Homo, bi, trans, hétéro,


Une autre vision du monde LGBT.
Moins de préjugés, plus d'information.
  Articles

Ta vie
  Coming-out
  Expériences vécues

Infos, conseils
  Coming-out
  Réflexions, Conseils
  Homoparentalité
  Santé et prévention
  Dépression, suicide

News
  Général
  Et-alors
  Edito et-aloriens

Sorties
  mEAtings
  Boites
  Bars
  Assos
  Gay Pride

Art et Culture
  Ciné, DVD
  Livres
  Musique
  Cuisine
  Divers

Humour
  Electrolook
  Guide du tchat gay
  Guide de la Vie Gay
  Divers

Compte-rendu d'un meeting "polyamour" à Lyon.
par Juuune le 11 Octobre 2011 dans Ta vie / Expériences vécues
14 commentaires


Ayant participé récemment à un meeting dans un café sur le thème du polyamour, je me suis dit qu'un petit compte-rendu, sous la forme d'un article, pourrait intéresser quelques et-aloriens.
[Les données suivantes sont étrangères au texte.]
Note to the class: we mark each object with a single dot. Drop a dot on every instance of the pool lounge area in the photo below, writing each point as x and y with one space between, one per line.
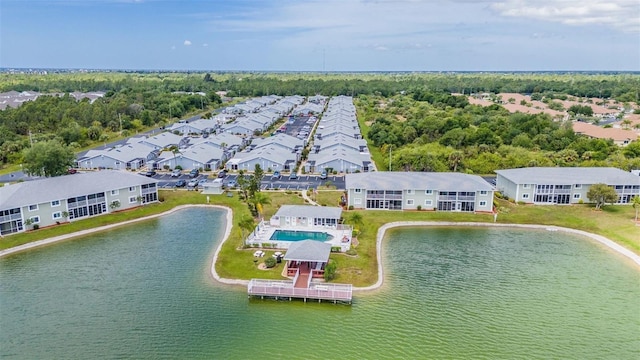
272 236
Bonjour les gens ! Après en avoir parlé avec certains d'entre vous qui m'ont posé des questions sur ce mode de vie un peu alternatif, il m'est venu à l'esprit d'écrire un compte-rendu, un peu comme on le fait pour les mEAtings, de manière à partager cette expérience avec vous.



Mais tout d'abord, qu'est-ce que le polyamour (appelé également "lutinage" ou "amours plurielles") ? Il s'agit d'un mode de vie consistant à pouvoir mener simultanément plusieurs relations amoureuses, avec l'acceptation et le consentement des partenaires impliqués.
Il se fonde donc sur une certaine éthique requérant la communication sincère et la confiance au sein du / des couples.
Ainsi défini, le polyamour se distingue des "trous d'air de la monogamie" et des histoires simultanées que peuvent mener des personnes mentant à leurs partenaires respectifs au sujet du nombre de relations qu'elles ont. Contrairement à la monogamie, par ailleurs, le polyamour ne prétend pas être "systématique" : un-e polyamoureux/-se (ou amoureux/-se pluriel-le, ou lutin-e) peut très bien vivre de longues périodes avec une seule relation amoureuse. Alors que dans la monogamie, les phases polyamoureuses sont exclues par définition, rien n'empêche de vivre un polyamour parsemé de phases exclusives, quand on en ressent le besoin.

Le polyamour se distingue du libertinage parce qu'il ne s'agit pas avant tout de liberté sexuelle, mais plutôt de liberté sentimentale, bien que les relations sexuelles ne soient pas exclues. Le sexe n'est pas le but final du polyamoureux ou d'une polyamoureuse, qui est plus à la recherche d'une dimension affective au sein de chaque relation qu'il établit.

Cette définition (large) une fois établie, venons-en à la soirée de samedi.

Les présents, en quelques mots :

Aurèl est un monogame fatigué de la monogamie, dans une phase un peu désabusée, en quête de modes de vie alternatifs.
Un homme féministe avec deux mamans, aussi. Sa fréquentation des groupes féministes lui a donné une bonne connaissance de ce milieu qui, nous dit-il, est assez ouvert au polyamour.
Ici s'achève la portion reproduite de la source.